Tunisian MP Ahmed Saidani has been sentenced to eight months in prison for mocking President Kais Saied on Facebook in early February, writes the BBC.

When the president recently visited a flood-affected area, the opposition politician mockingly called him “supreme commander of sewage and stormwater management”.

“It seems that the president [...] decided to officially extend his expertise to roads and pipes,” he wrote, continuing:

“We are watching with amazement these great achievements – every pothole, every streetlight and every pipeline that he personally supervises.”

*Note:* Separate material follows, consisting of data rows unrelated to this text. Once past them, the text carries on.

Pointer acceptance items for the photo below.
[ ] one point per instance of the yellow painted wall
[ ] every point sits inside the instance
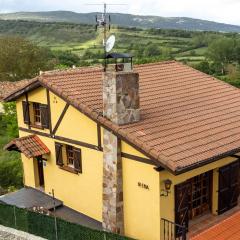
(82, 192)
(167, 203)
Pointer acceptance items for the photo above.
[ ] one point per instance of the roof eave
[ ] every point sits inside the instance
(16, 94)
(207, 161)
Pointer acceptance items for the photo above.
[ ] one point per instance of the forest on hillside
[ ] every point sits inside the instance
(28, 47)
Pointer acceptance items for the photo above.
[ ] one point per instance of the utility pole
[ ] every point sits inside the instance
(104, 21)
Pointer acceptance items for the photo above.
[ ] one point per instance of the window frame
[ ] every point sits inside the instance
(36, 107)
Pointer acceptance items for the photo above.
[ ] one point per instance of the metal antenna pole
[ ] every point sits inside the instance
(105, 36)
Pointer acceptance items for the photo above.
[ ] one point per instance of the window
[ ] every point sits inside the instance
(36, 114)
(68, 157)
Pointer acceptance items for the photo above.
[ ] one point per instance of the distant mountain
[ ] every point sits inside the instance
(125, 20)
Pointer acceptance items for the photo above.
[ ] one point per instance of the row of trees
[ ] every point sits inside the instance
(20, 59)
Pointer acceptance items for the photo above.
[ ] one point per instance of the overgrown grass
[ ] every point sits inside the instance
(11, 172)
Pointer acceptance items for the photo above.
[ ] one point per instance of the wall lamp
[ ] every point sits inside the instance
(167, 187)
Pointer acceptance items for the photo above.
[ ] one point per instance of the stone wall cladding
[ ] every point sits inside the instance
(121, 106)
(112, 184)
(121, 97)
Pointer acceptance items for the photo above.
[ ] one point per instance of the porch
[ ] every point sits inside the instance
(207, 221)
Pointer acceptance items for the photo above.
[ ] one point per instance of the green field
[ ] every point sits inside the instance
(145, 44)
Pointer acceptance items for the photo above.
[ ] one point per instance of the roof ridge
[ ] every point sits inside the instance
(71, 71)
(157, 63)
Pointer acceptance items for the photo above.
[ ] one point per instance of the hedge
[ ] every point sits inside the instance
(44, 226)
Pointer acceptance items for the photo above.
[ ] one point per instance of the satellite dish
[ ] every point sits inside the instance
(110, 43)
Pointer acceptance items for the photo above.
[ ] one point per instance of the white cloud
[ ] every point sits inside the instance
(217, 10)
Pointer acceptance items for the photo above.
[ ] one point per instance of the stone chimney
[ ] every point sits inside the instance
(121, 96)
(121, 106)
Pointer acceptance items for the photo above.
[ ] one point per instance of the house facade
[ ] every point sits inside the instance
(155, 149)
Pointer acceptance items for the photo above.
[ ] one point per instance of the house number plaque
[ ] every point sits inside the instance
(143, 185)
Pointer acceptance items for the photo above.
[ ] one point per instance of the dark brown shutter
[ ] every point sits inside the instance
(181, 206)
(59, 155)
(77, 159)
(44, 115)
(26, 116)
(228, 191)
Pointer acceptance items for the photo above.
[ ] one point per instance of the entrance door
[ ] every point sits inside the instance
(40, 171)
(181, 206)
(200, 194)
(228, 187)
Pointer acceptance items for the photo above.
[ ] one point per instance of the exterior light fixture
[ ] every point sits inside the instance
(167, 187)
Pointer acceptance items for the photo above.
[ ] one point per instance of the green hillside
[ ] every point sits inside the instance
(82, 39)
(129, 20)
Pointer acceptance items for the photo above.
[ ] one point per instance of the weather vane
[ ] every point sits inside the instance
(103, 21)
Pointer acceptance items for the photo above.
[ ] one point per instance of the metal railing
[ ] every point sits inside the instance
(173, 231)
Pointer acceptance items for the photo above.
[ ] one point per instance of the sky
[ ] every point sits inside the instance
(226, 11)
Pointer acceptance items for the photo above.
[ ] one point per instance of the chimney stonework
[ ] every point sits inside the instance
(121, 97)
(121, 106)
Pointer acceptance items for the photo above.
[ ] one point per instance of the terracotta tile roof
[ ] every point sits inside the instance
(228, 229)
(31, 146)
(7, 87)
(187, 117)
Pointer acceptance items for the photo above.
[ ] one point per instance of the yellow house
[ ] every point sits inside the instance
(145, 151)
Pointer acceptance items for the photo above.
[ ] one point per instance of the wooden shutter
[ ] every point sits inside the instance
(228, 187)
(77, 155)
(59, 155)
(44, 115)
(26, 116)
(181, 206)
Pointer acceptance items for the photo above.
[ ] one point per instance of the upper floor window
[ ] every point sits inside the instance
(36, 114)
(68, 157)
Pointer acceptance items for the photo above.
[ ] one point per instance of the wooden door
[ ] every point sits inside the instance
(200, 194)
(228, 187)
(181, 206)
(40, 172)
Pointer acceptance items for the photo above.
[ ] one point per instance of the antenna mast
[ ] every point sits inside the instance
(104, 21)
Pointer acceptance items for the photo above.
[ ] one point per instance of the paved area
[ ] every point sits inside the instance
(229, 229)
(13, 234)
(28, 198)
(209, 220)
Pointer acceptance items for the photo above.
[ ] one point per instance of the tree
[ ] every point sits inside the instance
(21, 59)
(9, 120)
(222, 52)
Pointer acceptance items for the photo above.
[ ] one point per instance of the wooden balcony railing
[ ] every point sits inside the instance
(173, 231)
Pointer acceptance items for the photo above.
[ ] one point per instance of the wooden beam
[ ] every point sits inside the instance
(99, 135)
(49, 111)
(60, 119)
(136, 158)
(29, 120)
(71, 141)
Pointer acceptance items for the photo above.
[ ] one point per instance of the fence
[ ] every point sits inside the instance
(44, 226)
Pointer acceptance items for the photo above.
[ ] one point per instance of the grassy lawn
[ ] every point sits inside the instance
(10, 164)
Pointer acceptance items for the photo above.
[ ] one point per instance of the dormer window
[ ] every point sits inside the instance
(36, 114)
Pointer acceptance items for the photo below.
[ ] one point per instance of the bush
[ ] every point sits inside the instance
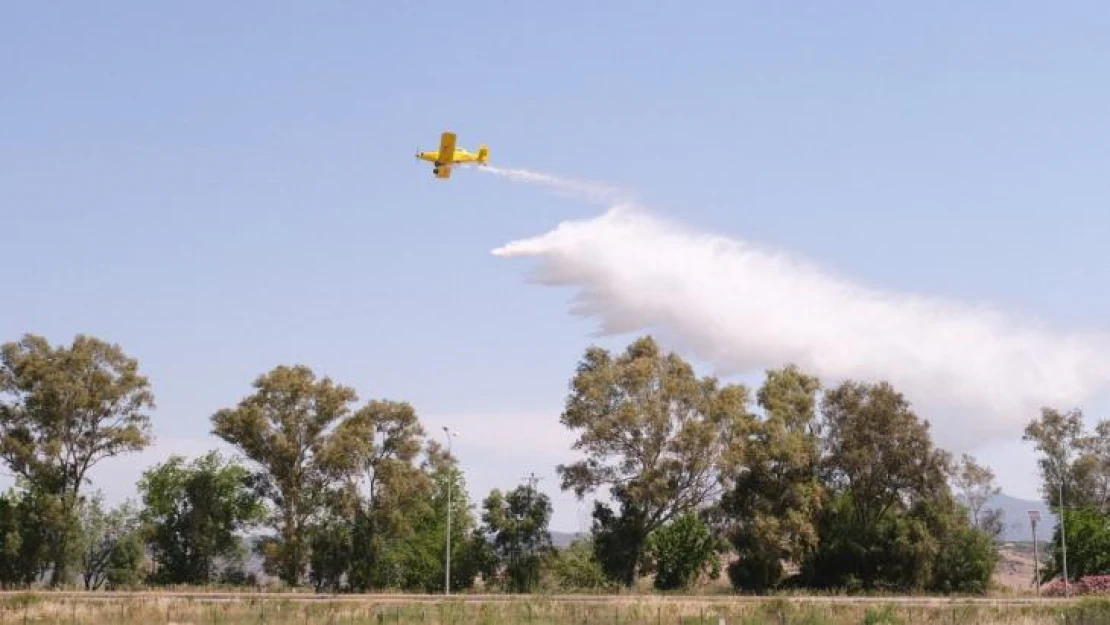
(1086, 585)
(683, 550)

Saidani himself was behind Kais Saied’s takeover of power in 2021, which many have condemned as an attempted coup. But over time he has become a vocal critic.

Party comrade is furious: “A violation of the law and an attack”

Party comrades of opposition politician Ahmed Saidani are furious after he was sentenced to prison for mocking President Kais Saied. His colleague Bilel Mechri tells Reuters that the verdict is “a violation of the law and an attack on the institutions”.

– How can parliament hold the executive branch accountable if it carries out an illegal arrest due to critical opinions?

Since Saied took power in 2021, in what critics see as a coup d’état, his grip on the country has tightened. Many opposition leaders, critics and journalists have been imprisoned.

Saied himself claims that he wants to “clean up” the country. Human rights groups have condemned him as an autocrat who has turned the country into an “open-air prison”.